Returns an updated %Extraction{} with char_interval and alignment_status fields populated. If no match is found, returns the extraction with alignment_status: :none and char_interval: nil.

Examples

iex> extraction = %LeXtract.Extraction{
...>   extraction_class: "medication",
...>   extraction_text: "aspirin",
...>   extraction_index: 0
...> }
iex> {:ok, encoding} = LeXtract.Tokenizer.tokenize("Patient takes aspirin daily")
iex> aligned = LeXtract.Alignment.align_extraction(extraction, encoding)
iex> aligned.char_interval
%LeXtract.CharInterval{start_pos: 14, end_pos: 21}
iex> aligned.alignment_status
:exact

find_match(extraction_text, source_encoding, occurrence_index \\ 0, opts \\ [])

@spec find_match(String.t(), encoding(), non_neg_integer(), keyword()) ::
  match_result() | nil

Finds a match for extraction text in source encoding using multiple strategies.

Attempts to find the extraction text in the source text using various matching strategies.

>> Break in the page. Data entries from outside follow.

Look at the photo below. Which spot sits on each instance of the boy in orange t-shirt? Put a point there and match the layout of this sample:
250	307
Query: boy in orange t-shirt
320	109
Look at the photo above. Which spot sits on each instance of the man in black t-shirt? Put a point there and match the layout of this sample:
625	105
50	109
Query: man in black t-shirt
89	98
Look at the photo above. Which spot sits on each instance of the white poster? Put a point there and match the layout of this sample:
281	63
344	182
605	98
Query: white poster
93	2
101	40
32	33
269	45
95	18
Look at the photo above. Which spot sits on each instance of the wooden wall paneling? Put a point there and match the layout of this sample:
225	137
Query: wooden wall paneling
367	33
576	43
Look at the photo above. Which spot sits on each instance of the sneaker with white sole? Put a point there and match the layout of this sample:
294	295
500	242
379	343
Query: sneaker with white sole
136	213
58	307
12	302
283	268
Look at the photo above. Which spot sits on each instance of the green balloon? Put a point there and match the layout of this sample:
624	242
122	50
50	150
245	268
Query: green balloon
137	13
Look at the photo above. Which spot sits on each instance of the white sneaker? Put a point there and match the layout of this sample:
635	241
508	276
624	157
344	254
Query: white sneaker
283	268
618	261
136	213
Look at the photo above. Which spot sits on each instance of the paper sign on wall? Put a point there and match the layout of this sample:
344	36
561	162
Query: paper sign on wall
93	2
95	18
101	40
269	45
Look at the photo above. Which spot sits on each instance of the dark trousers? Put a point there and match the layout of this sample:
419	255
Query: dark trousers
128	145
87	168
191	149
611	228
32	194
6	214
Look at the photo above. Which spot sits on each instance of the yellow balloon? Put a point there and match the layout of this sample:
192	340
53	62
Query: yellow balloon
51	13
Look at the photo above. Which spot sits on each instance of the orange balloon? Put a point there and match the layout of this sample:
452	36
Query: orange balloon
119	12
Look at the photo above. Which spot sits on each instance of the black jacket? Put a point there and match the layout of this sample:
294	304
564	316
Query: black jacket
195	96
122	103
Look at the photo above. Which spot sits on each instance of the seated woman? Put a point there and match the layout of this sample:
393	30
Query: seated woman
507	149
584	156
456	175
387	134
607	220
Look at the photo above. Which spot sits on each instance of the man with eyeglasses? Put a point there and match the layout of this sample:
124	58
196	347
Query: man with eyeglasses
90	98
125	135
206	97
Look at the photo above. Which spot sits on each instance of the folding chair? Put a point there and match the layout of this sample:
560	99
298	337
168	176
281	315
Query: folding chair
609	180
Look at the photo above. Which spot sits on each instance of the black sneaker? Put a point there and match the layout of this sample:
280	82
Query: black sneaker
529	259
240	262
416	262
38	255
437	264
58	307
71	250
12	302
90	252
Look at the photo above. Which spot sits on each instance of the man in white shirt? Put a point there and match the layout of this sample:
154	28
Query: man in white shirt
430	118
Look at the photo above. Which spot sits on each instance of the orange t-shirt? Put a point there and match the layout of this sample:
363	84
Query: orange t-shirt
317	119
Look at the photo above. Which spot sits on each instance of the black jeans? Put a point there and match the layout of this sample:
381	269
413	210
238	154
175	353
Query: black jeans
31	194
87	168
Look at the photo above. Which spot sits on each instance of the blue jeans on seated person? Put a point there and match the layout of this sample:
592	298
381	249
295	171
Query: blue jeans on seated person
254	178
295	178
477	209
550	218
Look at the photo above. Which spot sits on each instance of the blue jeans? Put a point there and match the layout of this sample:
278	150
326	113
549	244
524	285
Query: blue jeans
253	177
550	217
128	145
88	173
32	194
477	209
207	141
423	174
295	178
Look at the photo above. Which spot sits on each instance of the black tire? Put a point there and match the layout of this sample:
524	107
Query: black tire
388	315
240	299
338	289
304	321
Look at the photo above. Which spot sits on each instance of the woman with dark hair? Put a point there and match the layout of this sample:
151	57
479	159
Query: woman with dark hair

The occurrence_index parameter allows selecting a specific occurrence when the text appears multiple times (0-based).

Parameters

  • extraction_text - The text to find in the source
  • source_encoding - Token encoding of the source text
  • occurrence_index - Which occurrence to match (0-based, default: 0)
  • opts - Options (see align_extraction/3)

Returns

Returns a map with :char_interval and :alignment_status, or nil if no match is found.

Examples

iex> {:ok, encoding} = LeXtract.Tokenizer.tokenize("John loves John")
iex> LeXtract.Alignment.find_match("John", encoding, 0)
%{char_interval: %LeXtract.CharInterval{start_pos: 0, end_pos: 4}, alignment_status: :exact}

iex> {:ok, encoding} = LeXtract.Tokenizer.tokenize("John loves John")
iex> result = LeXtract.Alignment.find_match("John", encoding, 1)
iex> result.char_interval.start_pos
11

search_tokens(needle_tokens, haystack_tokens, source_encoding, occurrence_index \\ 0, opts \\ [])

@spec search_tokens(
  [String.t()],
  [String.t()],
  encoding(),
  non_neg_integer(),
  keyword()
) ::
  LeXtract.CharInterval.t() | nil

Searches for a token sequence in source tokens.

Helper function that finds all occurrences of a token sequence and returns the character interval for a specific occurrence.

Parameters

  • needle_tokens - Token sequence to search for
  • haystack_tokens - Source token sequence to search in
  • source_encoding - Source encoding for offset mapping
  • occurrence_index - Which occurrence to return (0-based)
  • opts - Matching options

Returns

Returns a %CharInterval{} for the requested occurrence, or nil if not found.